Friday 18 April 2008

The Third Day He Rose Again From The Dead

A couple of excerpts from the above chapter of Karl Barth's "Dogmatics in Outline", available at http://www.amazon.co.uk/Dogmatics-Outline-Classics-Karl-Barth/dp/0334028388/ref=sr_1_1?ie=UTF8&s=books&qid=1208468111&sr=8-1

"The goal is that man is transferred to another status in law. He no longer belongs to that which had a right over him, to that realm of curse, death and hell; he is translated into the kingdom of God's dear Son. That means that his position, his condition, his legal status as a sinner is rejected in every form. Man is no longer seriously regarded by God as a sinner. Whatever he may be, whatever there is to be said of him, whatever he has to reproach himself with, God no longer takes him seriously as a sinner. He has died to sin; there on the Cross of Golgotha. He is no longer present for sin. He is acknowledged before God and established as a righteous man, as one who does right before God. As he now stands, he has, of course, his existence in sin and so in its guilt; but he has that behind him. The turn has been achieved, once for all. But we cannot say, 'I have turned away once for all, I have experienced' - no; 'once for all' is Jesus Christ's 'once for all'. But if we believe in Him, then it holds for us.
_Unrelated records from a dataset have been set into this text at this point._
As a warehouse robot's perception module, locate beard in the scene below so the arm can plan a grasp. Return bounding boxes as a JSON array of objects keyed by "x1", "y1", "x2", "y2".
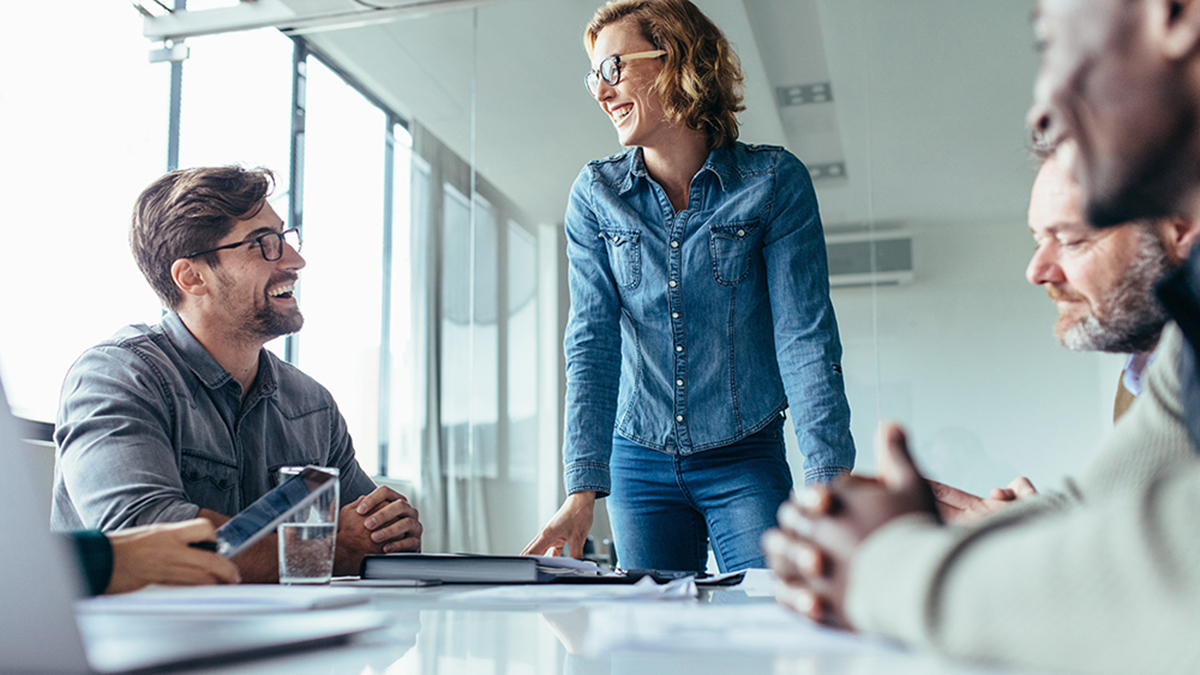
[
  {"x1": 244, "y1": 291, "x2": 304, "y2": 342},
  {"x1": 1046, "y1": 226, "x2": 1175, "y2": 354},
  {"x1": 214, "y1": 267, "x2": 304, "y2": 344}
]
Man is in Christ Jesus, who has died for him, in virtue of His resurrection, God's dear child, who may live by and for the good pleasure of God."

"In the resurrection of Jesus Christ the claim is made, according to the New Testament, that God's victory in man's favour in the person of His Son has already been won. Easter is indeed the great pledge of our hope, but simultaneously this future is already present in the Easter message. It is the proclamation of a victory already won. The war is at an end - even though here and there troops are still shooting, because they have not heard anything yet about the capitulation. The game is won, even though the player can still play a few further moves. Actually he is already mated. The clock has run down, even though the pendulum still swings a few times this way and that. It is in this interim space that we are living: the old is past, behold it has all become new. The Easter message tells us that our enemies, sin, the curse and death, are beaten. Ultimately they can no longer start mischief. They still behave as though the game were not decided, the battle not fought; we must still reckon with them, but fundamentally we must cease to fear them any more. If you have heard the Easter message, you can no longer run around with a tragic face and lead the humourless existence of a man who has no hope. One thing still holds, and only this one thing is really serious, that Jesus is the Victor. A seriousness that would look back past this, like Lot's wife, is not Christian seriousness. It may be burning behind - and truly it is burning - but we have to look, not at it, but at the other fact, that we are invited and summoned to take seriously the victory of God's glory in this man Jesus and to be joyful in Him. Then we may live in thankfulness and not in fear."